Simple, huh? When modeled, it really can be. Your students will need to know that they first have to set up a scenario. (Ann going to the store.) Then something has to happen that involves a quantity - apples, candy canes, packs of toilet paper, whatever. (Ann bought five apples.) This quantity has to be added, subtracted, multiplied, or divided by another number. (Her brother has three apples.) Then they have to ask the actual question, "How many apples did they have altogether?" which is a fantastic opportunity to talk to young children about common math vocabulary. "Altogether" means you are almost certainly adding two numbers. "Difference" means you will probably subtract. As the students get older and the problems get tougher, they'll encounter multi-step problems that will be more complex, but with this foundation, word problems will be much less painful than most of us remember.
Tuesday August 28, 2012
We've already discussed here how children's literature provides an engaging, meaningful, and cross-curricular way to get students interested in mathematics. Quilting is yet another way to get students to reconsider math concepts like fractions, geometry, and area in a very hands-on and visual way. No needles, thread, or fabric required!
Smaller children can explore the tiling aspects of simple geometric figures like squares and triangles. For the five and six year olds, the challenge will be to see how to fit their smaller shapes within a larger quilt square (i.e. 9 x 9 piece of white paper) without overlapping them or leaving any white space. This is a great lesson in the properties of shapes - the number of sides, how polygons fit together, and what can be created with some very simple shapes.

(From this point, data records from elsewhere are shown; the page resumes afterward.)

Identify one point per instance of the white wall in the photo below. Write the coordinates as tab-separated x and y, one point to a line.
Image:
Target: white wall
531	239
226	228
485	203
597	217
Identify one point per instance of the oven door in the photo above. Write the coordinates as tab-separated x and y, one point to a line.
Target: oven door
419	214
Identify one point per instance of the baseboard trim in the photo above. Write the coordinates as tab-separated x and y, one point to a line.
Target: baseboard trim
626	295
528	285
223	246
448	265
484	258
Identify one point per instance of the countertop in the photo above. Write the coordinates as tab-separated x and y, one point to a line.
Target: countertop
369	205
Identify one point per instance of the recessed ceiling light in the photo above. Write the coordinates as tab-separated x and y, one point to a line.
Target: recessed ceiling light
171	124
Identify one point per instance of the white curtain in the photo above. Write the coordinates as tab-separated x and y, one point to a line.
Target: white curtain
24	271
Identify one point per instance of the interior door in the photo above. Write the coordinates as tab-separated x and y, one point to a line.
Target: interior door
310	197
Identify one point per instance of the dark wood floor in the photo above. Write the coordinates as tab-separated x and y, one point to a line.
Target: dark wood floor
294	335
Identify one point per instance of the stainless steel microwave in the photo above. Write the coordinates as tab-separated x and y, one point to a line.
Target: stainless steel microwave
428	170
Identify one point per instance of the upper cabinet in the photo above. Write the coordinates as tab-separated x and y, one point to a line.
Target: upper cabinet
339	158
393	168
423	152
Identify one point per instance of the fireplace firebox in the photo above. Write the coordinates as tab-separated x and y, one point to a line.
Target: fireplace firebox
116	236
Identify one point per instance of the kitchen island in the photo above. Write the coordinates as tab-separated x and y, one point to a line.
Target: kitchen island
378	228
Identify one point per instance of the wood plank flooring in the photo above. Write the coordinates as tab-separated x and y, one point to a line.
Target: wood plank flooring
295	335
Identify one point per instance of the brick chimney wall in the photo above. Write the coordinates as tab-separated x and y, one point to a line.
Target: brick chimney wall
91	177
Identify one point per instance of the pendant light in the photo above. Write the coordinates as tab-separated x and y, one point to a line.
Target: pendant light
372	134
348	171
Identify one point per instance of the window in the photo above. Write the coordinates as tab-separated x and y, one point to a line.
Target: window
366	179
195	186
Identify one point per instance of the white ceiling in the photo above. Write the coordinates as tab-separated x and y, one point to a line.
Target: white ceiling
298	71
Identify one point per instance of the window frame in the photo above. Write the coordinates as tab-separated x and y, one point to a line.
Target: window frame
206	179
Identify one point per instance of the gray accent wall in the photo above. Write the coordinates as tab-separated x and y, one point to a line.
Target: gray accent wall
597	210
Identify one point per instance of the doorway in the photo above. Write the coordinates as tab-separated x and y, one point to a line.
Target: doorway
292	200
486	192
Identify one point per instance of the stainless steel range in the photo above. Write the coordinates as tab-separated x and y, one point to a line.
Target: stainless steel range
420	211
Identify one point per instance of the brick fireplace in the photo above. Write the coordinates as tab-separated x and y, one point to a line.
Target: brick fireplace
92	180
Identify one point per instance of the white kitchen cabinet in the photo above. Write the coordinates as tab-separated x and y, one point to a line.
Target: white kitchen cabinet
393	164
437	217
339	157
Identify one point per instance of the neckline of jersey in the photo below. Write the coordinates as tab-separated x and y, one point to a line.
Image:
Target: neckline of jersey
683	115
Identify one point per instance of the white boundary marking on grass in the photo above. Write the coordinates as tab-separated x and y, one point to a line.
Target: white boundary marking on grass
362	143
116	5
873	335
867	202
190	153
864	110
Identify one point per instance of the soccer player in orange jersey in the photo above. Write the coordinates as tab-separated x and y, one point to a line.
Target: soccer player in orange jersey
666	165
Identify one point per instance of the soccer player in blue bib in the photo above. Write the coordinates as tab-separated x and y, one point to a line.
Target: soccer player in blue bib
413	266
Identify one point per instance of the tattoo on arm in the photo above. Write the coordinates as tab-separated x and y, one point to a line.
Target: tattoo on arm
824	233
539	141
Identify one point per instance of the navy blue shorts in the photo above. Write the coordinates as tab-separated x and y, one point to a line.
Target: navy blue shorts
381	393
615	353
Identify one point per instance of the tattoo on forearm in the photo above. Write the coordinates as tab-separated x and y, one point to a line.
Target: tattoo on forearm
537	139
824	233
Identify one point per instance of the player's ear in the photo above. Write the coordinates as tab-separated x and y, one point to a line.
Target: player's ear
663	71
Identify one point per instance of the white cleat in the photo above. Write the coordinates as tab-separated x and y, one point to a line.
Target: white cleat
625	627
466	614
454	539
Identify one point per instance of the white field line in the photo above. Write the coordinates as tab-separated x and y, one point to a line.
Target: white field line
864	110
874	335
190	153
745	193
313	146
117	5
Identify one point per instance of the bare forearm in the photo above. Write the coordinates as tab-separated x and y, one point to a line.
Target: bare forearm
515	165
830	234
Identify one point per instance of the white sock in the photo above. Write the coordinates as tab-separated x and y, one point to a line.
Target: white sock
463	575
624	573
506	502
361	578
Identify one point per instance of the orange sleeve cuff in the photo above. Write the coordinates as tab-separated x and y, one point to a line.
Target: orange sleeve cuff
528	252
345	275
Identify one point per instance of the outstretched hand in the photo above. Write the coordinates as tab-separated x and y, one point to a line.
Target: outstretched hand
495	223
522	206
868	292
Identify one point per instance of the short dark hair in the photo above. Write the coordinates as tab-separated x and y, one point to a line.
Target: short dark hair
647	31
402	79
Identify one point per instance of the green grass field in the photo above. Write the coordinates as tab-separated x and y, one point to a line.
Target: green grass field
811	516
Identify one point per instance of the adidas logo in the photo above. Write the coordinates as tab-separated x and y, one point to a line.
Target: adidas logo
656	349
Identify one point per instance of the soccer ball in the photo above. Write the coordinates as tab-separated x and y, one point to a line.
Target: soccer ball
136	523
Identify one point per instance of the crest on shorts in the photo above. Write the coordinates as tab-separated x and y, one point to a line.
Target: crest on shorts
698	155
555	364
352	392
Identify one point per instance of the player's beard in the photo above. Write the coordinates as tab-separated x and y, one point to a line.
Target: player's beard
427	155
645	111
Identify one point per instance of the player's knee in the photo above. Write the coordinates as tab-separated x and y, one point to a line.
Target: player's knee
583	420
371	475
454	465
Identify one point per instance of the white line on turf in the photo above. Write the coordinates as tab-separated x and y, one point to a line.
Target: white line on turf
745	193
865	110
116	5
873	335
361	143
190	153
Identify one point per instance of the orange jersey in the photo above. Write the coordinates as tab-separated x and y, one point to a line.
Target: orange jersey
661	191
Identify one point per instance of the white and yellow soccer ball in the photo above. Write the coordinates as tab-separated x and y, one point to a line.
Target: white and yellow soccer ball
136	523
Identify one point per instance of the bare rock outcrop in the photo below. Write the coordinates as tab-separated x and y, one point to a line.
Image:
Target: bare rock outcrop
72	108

Your older children will be able to construct more complex designs, and can explore additional areas of mathematics as they do so. Take their completed quilt squares and question them about fractions. What fraction of your quilt square is red? Yellow? For students who have begun exploring the concept of area, ask them to calculate the area of their quilt square. You can even ask your more challenge-ready students to calculate the area of their square that is white, blue, green, etc. All students in the upper elementary grades should be able to measure and then calculate the perimeter of their square and the class-made quilt. All of these are excellent math extensions from what seems at first glance to be a fancy art project.